Prep Time 20 minutes
Cook Time 35 minutes
Total Time 55 minutes
Course Dessert
Cuisine American
Servings 6 servings
Calories 312 kcal

Ingredients
  

  • all-purpose flour
  • quick-cooking oats
  • sugar
  • ground cinnamon
  • salt
  • canola oil
  • peaches
  • fresh lemon juice
  • water
  • coarsely chopped almonds
  • vanilla ice cream

Instructions
 

  • Preheat your oven to 375°F with the rack positioned in the middle of the oven. This takes about 10–15 minutes. You should hear a beep or notification when the oven is ready.
  • In a large bowl, whisk together 1/2 cup all-purpose flour, 1/2 cup quick-cooking oats, 1/3 cup sugar, 1 teaspoon ground cinnamon, and 1/4 teaspoon salt for 1–2 minutes until fully combined and no lumps remain. The mixture should look like fine sand.
  • Pour 1/4 cup canola oil and 2 tablespoons water into the dry ingredients. Stir with a spoon or fork for 2–3 minutes until the mixture looks like wet, clumpy sand with no dry spots. Do not overmix.
  • Fold in 1/3 cup coarsely chopped almonds with a few gentle stirs, about 30 seconds.

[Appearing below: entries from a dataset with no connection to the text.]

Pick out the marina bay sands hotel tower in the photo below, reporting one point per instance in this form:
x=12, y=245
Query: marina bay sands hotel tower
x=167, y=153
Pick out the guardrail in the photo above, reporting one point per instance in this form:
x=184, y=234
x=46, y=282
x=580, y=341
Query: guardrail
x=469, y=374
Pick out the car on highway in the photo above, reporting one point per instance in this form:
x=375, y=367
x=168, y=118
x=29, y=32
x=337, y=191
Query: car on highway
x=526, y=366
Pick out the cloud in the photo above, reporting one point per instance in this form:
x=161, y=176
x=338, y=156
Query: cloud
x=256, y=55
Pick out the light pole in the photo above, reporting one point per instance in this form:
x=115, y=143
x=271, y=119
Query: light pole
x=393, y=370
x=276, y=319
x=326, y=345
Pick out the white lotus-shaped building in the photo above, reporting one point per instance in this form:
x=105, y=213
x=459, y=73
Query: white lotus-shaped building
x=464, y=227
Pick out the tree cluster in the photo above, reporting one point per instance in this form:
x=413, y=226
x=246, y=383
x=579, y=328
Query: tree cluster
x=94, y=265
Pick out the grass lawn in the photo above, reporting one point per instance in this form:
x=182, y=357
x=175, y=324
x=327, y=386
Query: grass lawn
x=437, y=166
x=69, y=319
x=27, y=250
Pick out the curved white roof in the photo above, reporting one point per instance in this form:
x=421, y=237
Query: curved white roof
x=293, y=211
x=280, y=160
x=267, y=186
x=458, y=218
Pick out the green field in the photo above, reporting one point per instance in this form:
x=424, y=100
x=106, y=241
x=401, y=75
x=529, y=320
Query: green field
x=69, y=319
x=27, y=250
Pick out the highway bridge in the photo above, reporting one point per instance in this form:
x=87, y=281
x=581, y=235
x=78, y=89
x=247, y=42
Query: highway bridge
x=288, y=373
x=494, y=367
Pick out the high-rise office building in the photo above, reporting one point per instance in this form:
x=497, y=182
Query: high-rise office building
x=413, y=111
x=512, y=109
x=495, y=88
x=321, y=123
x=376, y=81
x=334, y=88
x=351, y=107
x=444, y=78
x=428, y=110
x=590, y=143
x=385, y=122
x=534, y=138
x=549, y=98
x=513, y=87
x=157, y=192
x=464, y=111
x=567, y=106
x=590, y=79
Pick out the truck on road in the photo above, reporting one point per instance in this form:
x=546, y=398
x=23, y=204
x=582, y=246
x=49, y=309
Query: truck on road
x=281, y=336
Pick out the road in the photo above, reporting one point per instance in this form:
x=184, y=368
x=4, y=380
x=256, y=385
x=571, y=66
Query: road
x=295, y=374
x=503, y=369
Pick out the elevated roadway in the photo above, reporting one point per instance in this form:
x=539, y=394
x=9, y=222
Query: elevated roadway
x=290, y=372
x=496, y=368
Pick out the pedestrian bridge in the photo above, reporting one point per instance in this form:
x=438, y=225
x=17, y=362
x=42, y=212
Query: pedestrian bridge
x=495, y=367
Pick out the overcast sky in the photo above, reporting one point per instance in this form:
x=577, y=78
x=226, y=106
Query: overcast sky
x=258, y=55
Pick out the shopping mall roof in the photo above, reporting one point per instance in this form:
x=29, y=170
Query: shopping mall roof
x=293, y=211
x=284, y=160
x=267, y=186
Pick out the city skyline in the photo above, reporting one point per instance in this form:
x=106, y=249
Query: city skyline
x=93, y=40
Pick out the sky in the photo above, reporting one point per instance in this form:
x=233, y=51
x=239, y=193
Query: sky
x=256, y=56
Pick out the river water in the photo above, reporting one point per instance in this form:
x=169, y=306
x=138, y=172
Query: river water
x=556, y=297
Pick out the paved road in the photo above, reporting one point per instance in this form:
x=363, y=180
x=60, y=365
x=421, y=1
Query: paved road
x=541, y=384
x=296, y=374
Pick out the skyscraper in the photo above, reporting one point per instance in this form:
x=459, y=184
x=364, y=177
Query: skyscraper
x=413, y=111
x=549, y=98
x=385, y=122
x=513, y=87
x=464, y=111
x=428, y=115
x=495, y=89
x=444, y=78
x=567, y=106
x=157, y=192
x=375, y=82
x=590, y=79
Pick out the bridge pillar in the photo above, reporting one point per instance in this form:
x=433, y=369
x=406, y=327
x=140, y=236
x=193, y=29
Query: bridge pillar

Set the topping aside in the bowl. Checkpoint: Your topping should look crumbly, moist, and slightly chunky—not a paste.
  • Fill a large saucepan with water and bring it to a boil over medium-high heat, about 8–10 minutes. You should see large rolling bubbles breaking the surface.
  • Working in 2 or 3 batches, carefully place 3 or 4 ripe peaches into the boiling water and let them sit for exactly 1 minute. The skin will begin to loosen slightly.
  • Using a slotted spoon, remove the peaches from the boiling water and immediately transfer them to a bowl of cold water. Let them sit for 2–3 minutes until cool enough to handle.
  • Once cool, gently rub the peach skin with your fingers—it should slip off easily. If any stubborn spots remain, use a small paring knife to help. Cut each peach in half, remove the pit, and cut each half into 4 or 5 wedges about 1/2 inch thick. You should have about 11 peaches total.
  • In a medium bowl, combine the peach wedges with 1 tablespoon fresh lemon juice, 1/2 cup all-purpose flour, and 1/3 cup sugar. Gently toss with a rubber spatula for about 1 minute until the peaches are evenly coated. The mixture should look wet and saucy.
  • Pour the peach filling into an 8-inch square baking pan, spreading it into an even layer. Tap the pan gently on the counter once to settle the fruit.
  • Sprinkle the reserved topping evenly over the peach filling in an even layer, breaking up any large clumps with your fingers. The topping should cover the fruit but not be packed down. Leave the topping loosely crumbly.
  • Place the baking pan on the middle rack of the preheated 375°F oven. Bake for 30–35 minutes. The topping should turn a deep golden brown—darker than regular toast—and you should see the peach filling bubbling up around the edges of the topping.
  • Checkpoint: The topping should be crispy and golden, and the filling should bubble gently at the edges. If the filling isn't bubbling, bake for another 2–3 minutes.
  • Remove the pan from the oven and place it on a heat-safe surface or wire rack. Let it cool for 5–10 minutes. The crisp will be very hot, and the filling will be bubbling—do not touch or taste immediately.
  • Serve the peach crisp warm or at room temperature. Top each serving with a small scoop of vanilla ice cream if desired. Ice cream will melt into the warm fruit for extra richness.